Конечно, мы обрадовались. Во-первых, тот отряд был чисто мужским: Николай Георгиевич, его аспирант Борис Аникеев и два студента – Миша Иванов и Магомед. Такая поддержка основательно усиливала нашу, в основном женскую, группу. Во-вторых, у них была моторка. Это резко меняло к лучшему наше положение после выхода из порожистой зоны на равнину, где течение Алдана становилось спокойным и медленным. Моторка возьмет наши лодки на буксир там, где течения почти нет, и где встречный ветер мог бы вообще остановить наши надувные резиновые "пузыри".

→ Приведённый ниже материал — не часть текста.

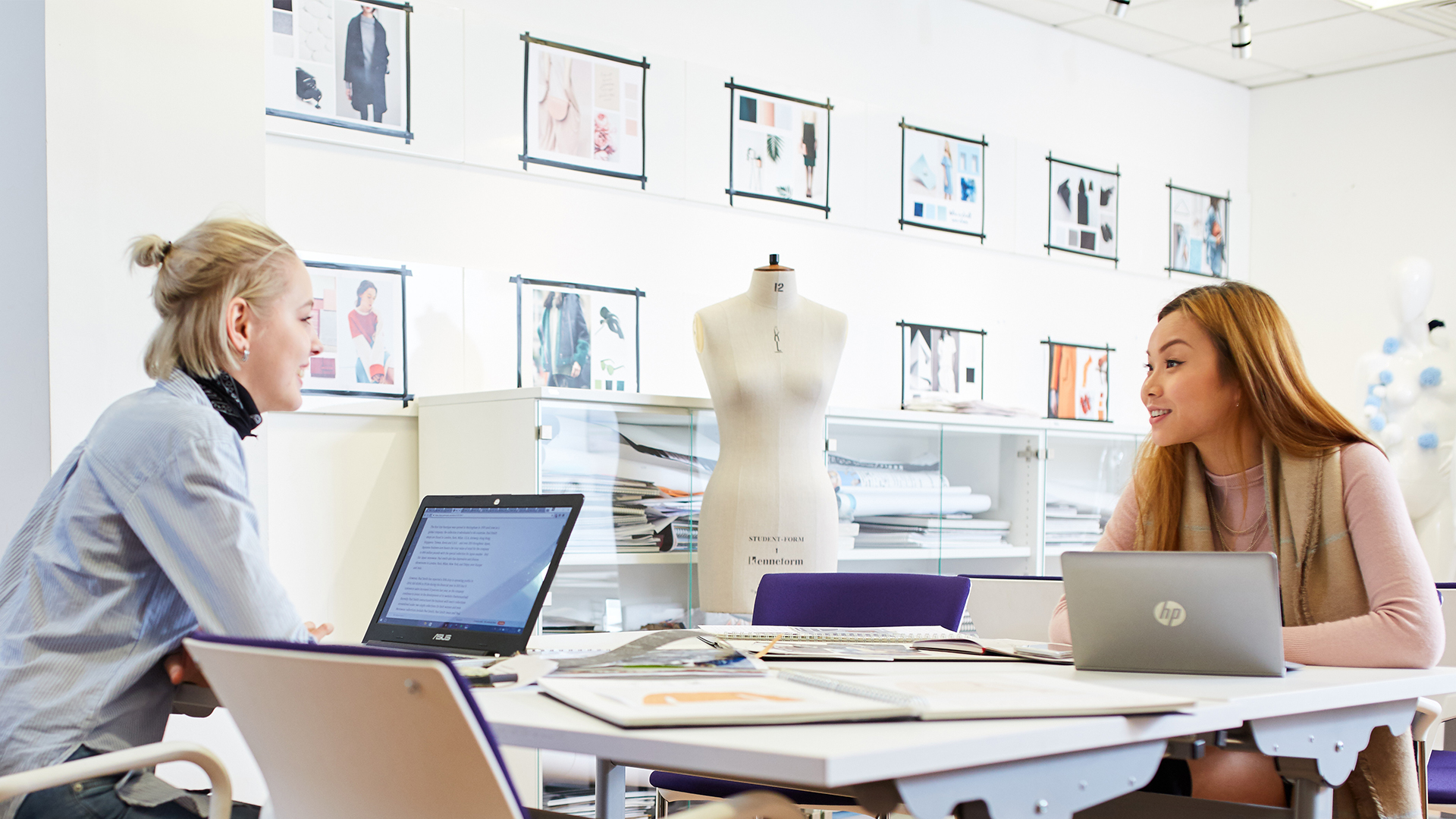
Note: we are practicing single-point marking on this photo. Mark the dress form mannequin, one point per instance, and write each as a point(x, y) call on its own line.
point(769, 357)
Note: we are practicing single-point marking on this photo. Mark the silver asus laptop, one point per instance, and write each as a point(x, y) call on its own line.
point(1175, 613)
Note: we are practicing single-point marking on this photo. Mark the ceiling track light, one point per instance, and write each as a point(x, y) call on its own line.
point(1241, 36)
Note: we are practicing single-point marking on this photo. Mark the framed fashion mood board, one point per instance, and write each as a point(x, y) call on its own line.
point(340, 63)
point(941, 365)
point(1197, 232)
point(943, 181)
point(577, 335)
point(1082, 209)
point(359, 312)
point(582, 110)
point(1078, 381)
point(778, 148)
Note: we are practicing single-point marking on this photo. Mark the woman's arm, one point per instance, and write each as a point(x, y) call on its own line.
point(1404, 627)
point(1116, 538)
point(196, 519)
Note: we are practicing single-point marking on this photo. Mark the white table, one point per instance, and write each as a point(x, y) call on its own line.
point(1313, 722)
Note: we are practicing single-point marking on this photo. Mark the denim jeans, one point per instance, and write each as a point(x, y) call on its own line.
point(96, 799)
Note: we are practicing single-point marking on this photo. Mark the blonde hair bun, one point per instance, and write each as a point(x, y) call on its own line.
point(197, 278)
point(149, 251)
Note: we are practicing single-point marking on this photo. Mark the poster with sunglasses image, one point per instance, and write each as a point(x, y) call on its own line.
point(1079, 379)
point(359, 314)
point(584, 110)
point(1197, 232)
point(577, 335)
point(340, 63)
point(1082, 206)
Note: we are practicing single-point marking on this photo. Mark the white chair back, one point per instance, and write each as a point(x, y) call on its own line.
point(356, 733)
point(1012, 608)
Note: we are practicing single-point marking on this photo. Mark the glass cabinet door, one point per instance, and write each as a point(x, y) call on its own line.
point(1085, 477)
point(930, 497)
point(641, 471)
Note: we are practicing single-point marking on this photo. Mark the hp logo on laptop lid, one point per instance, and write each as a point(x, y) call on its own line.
point(1169, 613)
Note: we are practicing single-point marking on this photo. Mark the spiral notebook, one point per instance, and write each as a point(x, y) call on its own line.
point(797, 697)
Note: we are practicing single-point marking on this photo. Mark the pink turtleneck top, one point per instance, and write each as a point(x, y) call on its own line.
point(1404, 627)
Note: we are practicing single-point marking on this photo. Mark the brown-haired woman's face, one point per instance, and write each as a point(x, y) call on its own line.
point(281, 343)
point(1187, 397)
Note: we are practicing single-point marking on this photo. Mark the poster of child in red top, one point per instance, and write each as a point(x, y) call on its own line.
point(359, 315)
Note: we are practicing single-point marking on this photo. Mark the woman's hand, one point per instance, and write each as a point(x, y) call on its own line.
point(182, 670)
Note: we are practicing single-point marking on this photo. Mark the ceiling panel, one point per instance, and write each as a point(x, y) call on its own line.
point(1292, 38)
point(1354, 36)
point(1125, 36)
point(1383, 57)
point(1219, 63)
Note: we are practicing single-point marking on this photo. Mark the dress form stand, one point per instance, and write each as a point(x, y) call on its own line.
point(769, 357)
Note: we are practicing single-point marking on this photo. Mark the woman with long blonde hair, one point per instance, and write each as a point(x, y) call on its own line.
point(1245, 455)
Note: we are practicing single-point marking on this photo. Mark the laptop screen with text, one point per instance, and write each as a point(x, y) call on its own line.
point(475, 569)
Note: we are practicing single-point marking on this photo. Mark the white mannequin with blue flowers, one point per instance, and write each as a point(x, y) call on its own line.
point(1411, 411)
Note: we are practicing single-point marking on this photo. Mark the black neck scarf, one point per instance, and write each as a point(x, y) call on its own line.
point(232, 403)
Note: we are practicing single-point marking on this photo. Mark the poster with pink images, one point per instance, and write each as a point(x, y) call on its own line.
point(582, 110)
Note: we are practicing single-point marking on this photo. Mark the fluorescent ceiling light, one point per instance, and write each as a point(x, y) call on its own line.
point(1379, 5)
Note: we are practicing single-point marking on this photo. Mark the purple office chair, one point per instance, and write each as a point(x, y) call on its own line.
point(835, 601)
point(861, 601)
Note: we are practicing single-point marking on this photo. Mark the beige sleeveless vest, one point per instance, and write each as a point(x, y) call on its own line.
point(1320, 582)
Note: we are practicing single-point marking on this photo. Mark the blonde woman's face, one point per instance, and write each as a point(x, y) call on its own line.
point(281, 343)
point(1187, 398)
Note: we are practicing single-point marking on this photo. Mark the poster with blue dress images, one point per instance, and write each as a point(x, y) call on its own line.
point(943, 181)
point(359, 314)
point(340, 63)
point(1197, 232)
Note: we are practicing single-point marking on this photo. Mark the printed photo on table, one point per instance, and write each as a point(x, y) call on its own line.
point(1199, 232)
point(1084, 210)
point(943, 181)
point(584, 110)
point(780, 148)
point(359, 316)
point(1079, 382)
point(338, 61)
point(579, 338)
point(941, 365)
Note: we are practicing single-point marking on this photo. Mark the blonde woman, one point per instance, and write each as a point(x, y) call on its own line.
point(146, 532)
point(1245, 455)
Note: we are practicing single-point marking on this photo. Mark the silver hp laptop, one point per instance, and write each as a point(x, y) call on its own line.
point(1175, 613)
point(473, 573)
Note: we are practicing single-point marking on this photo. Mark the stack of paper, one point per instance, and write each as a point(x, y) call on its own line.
point(924, 531)
point(797, 697)
point(1071, 528)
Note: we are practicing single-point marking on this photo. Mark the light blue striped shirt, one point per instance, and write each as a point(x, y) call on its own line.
point(143, 535)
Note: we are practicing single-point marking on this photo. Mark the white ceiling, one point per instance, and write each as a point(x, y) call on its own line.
point(1293, 39)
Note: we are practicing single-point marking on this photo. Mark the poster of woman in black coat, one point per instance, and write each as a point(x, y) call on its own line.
point(366, 61)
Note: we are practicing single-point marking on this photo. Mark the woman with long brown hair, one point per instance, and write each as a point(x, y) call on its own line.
point(1245, 455)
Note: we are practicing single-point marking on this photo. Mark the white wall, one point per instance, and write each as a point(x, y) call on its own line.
point(1348, 175)
point(25, 449)
point(152, 127)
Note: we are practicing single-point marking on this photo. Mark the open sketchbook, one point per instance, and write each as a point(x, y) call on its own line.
point(795, 697)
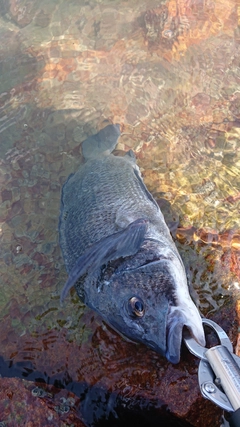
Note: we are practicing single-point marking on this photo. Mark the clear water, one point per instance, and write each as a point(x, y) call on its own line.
point(169, 73)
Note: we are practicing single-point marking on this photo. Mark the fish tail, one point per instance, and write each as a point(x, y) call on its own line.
point(103, 142)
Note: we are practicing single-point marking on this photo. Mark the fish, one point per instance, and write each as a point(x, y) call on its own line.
point(119, 253)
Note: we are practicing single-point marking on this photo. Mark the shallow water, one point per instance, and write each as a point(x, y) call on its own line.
point(169, 73)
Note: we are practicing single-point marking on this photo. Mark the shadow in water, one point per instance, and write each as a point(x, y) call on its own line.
point(98, 407)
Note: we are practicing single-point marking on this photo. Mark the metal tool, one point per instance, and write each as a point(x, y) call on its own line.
point(218, 372)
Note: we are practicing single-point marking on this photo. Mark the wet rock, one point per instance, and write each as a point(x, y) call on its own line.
point(19, 402)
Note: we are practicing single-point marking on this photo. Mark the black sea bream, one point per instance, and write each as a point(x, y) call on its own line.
point(119, 253)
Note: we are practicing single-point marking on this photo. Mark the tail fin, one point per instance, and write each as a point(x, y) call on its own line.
point(103, 142)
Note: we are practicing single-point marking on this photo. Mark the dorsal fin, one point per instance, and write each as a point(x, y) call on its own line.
point(102, 142)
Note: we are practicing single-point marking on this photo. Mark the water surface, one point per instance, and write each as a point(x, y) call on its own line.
point(169, 73)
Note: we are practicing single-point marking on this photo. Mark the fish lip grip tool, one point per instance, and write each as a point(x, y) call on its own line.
point(219, 371)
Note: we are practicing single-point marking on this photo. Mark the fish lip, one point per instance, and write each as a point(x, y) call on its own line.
point(156, 261)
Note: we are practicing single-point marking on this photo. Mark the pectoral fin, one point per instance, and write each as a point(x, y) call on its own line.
point(121, 244)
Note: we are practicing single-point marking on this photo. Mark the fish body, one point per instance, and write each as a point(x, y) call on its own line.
point(119, 253)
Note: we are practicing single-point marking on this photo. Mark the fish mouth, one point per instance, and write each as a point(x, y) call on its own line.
point(177, 320)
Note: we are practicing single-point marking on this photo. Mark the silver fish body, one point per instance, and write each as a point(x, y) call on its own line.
point(119, 253)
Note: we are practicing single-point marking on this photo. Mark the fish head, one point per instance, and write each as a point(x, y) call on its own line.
point(150, 304)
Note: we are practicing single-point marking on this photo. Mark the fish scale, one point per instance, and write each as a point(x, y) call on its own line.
point(119, 253)
point(95, 201)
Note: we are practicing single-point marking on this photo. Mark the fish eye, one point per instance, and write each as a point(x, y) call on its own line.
point(136, 306)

Мы спустились к реке, где около наших двух резинок, покачивалась лодочка Магомеда. Вечерело. Задача была не очень сложной: проплыть километра три “тягуна” (отрезка реки с быстрым, но спокойным течением), потом два километра бурного порога, где течение было стремительным, а русло усыпано хоть и редкими, но очень крупными валунами, часть которых выступала над водой, но большинство, что было гораздо хуже, скрывалось под ее поверхностью. Далее тянулся длинный (почти десятикилометровый) спокойный плес. Порог был хорошо знаком мне, я прошел его дважды – в прошлом году вниз по течению, а в начале этого лета против. Собственно, страшным там был только рев. Расстояние между камнями было достаточно большим, чтобы проскочить, не задев их. Плохо лишь то, что день был на исходе: когда мы подошли к порогу, спустились сумерки. Я предложил развести костер, поужинать, вздремнуть до рассвета, а с первыми лучами плыть дальше. Магомед поддержал меня. Я и сейчас убежден, что это было лучшее решение. Мелита Дмитриевна думала, однако, иначе: «Вы предлагаете потерять целый день! Если мы доплывем до лагеря Бориса Аникеева сегодня, то завтра мы уже двинемся вниз. Если приплывем туда завтра, то обязательно задержимся до следующего дня! Плыть надо сейчас, немедленно, пока хоть что-то видно. Главное, проскочить порог, а плес мы проплывем и ночью».